In response to the national opioid epidemic, COMPACT 2020 was created in the summer of 2016 to combat substance abuse, which was leading to a large number of overdose deaths in Shelby County. 

Alan Miller, director of COMPACT 2020, said that the first efforts of the program were working to find adolescents who were engaging in substance abuse and reaching out to their parents so that the substance abuse could be treated while the user was still at a young age. 

“As wonderful as all of that is, it’s still just intervention,” Miller said. 

While intervention is important in COMPACT 2020’s mission, the next step in their anti-drug program is working on prevention. An idea that COMPACT 2020 has had since it was established is implementing an anti-drug curriculum in Pelham, Alabaster, Hoover, and Shelby County schools.

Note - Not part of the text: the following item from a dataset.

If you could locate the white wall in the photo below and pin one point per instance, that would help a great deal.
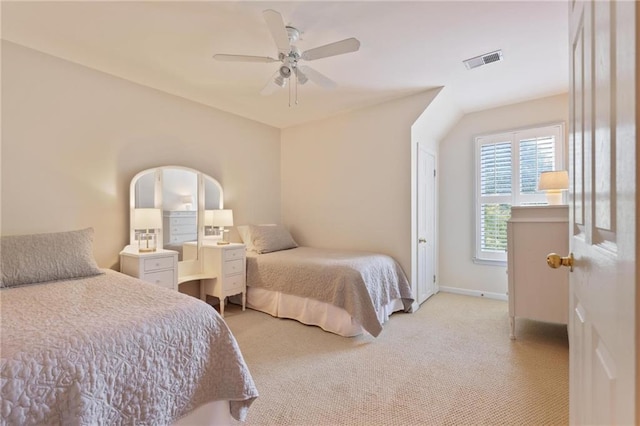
(346, 180)
(457, 271)
(428, 130)
(72, 139)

“[COMPACT 2020 looked] at evidence-based curriculums across the country,” Miller said. “The one that was mentioned time and time again was the Botvin LifeSkills curriculum.”

Miller said that he was met with an overwhelmingly positive response when he reached out to each school systems involved in COMPACT 2020. Teachers spent the fall semester training for the program, and the schools will begin implementing the LifeSkills curriculum in 6th grade classrooms during the spring semester of 2018. 

“I cannot say enough positive things about the superintendents and the school systems,” Miller said. “That’s not an easy thing for them to do, to shift their curriculum like that over the course of one summer.”

While there have been several anti-drug programs that have been circulating schools across the nation for decades, Miller said he believes that LifeSkills is different because it focuses on the real impacts of substance abuse. 

“Instead of talking to the kids about it being a moral decision, it teaches them the health issues associated with substance abuse,” Miller said.

The program also includes coping skills, exit strategies and how to recognize and deal with anxiety. All of these issues revolve around substance abuse, and Miller said that by being able to have these candid conversations with students, it can help them prepare for these situations that the may face in the future.

“A lot of things like that are included in the curriculum that have not been included in anti-drug programs previously,” Miller said. “I think that’s part of what makes the program so effective.”

Beyond the education being provided through LifeSkills, COMPACT 2020 is also using new community prevention teams to help raise awareness.

“We’re reaching out to each one of our communities within the county to start up location prevention teams, made up of people from all walks of life,” Miller said. “We [want to] have as much awareness and information shared as possible.”